Corporate lunches and dinners. What you’re saying wrong that may be killing your career.
If you didn’t learn table manners growing up, you probably struggle to find the right fork and where to put your napkin when you are at high-powered business functions where people eat. Unfortunately, eating is the least of your problems.
You may not realize it, but the things you say during a business lunch or dinner can have an enormous impact on your career. Gestures, words, and even the way you shake hands are all indicators of your professional intelligence and can either propel you to the board room or expel you to the mail room. As part of its elite business etiquette training program, the Intergalactic Business Report shows you what you’re saying wrong at corporate meals that may be killing your career.
1. “Can I take my pants off now that I sat down?”
2. “Don’t fucking eyeball me, Todd. I will fucking prison fuck you.”
3. “’Scuse me while I disappear under the table to go looking for some fresh dick.”

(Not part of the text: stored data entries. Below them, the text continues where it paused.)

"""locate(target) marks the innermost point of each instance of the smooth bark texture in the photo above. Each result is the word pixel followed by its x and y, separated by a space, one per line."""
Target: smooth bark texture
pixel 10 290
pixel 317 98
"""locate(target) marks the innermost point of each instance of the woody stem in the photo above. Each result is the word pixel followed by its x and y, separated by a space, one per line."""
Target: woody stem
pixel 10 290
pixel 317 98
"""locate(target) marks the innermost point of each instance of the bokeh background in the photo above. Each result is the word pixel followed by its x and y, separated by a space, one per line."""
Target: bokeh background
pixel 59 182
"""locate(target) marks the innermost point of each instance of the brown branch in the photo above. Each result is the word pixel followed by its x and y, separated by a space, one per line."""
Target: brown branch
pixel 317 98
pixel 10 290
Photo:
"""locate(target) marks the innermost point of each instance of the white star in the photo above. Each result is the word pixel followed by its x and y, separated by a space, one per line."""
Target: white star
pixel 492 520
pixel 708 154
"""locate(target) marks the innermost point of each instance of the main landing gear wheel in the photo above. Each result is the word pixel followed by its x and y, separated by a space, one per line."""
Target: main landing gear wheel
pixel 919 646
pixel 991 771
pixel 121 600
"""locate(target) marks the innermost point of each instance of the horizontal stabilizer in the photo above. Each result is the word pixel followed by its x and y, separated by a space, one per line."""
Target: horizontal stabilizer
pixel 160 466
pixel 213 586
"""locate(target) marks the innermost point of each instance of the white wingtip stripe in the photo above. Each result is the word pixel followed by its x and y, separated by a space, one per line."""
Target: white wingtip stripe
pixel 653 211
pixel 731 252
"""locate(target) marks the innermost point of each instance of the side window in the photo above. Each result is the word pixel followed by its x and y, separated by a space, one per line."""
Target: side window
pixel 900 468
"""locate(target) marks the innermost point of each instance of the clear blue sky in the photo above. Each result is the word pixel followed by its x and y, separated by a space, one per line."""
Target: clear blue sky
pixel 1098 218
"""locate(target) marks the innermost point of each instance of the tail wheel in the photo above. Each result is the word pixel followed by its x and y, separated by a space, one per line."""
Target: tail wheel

4. “You look disease free, Milton. I guess you and your mom don’t have other partners?”
5. “I’ve always wondered, Walter, if that look on your face is from advanced syphilis or if you’re just about to die. Wait. No, you’re still alive.”
7. “Me go poopy in my pants. Can someone get a waiter to clean this shit up?”
8. “My name is Kevin and I’m here to say, eatin’ corporate lunches is the only way… Uh huh… Uh huh… Can someone fucking beatbox? Jesus. I’m all alone here.”
9. “Do I grab somebody’s cock under the table or do they grab mine? Or both. I’m sorry, I’m new.”
10. “Hey Milton, I invited your mom to join us. Because I kind of felt like an orgy. Just kidding. I like having sex with your mom alone.”
11. “They say cocaine and alcohol are totally different drugs but right now, I feel like they’re the same.”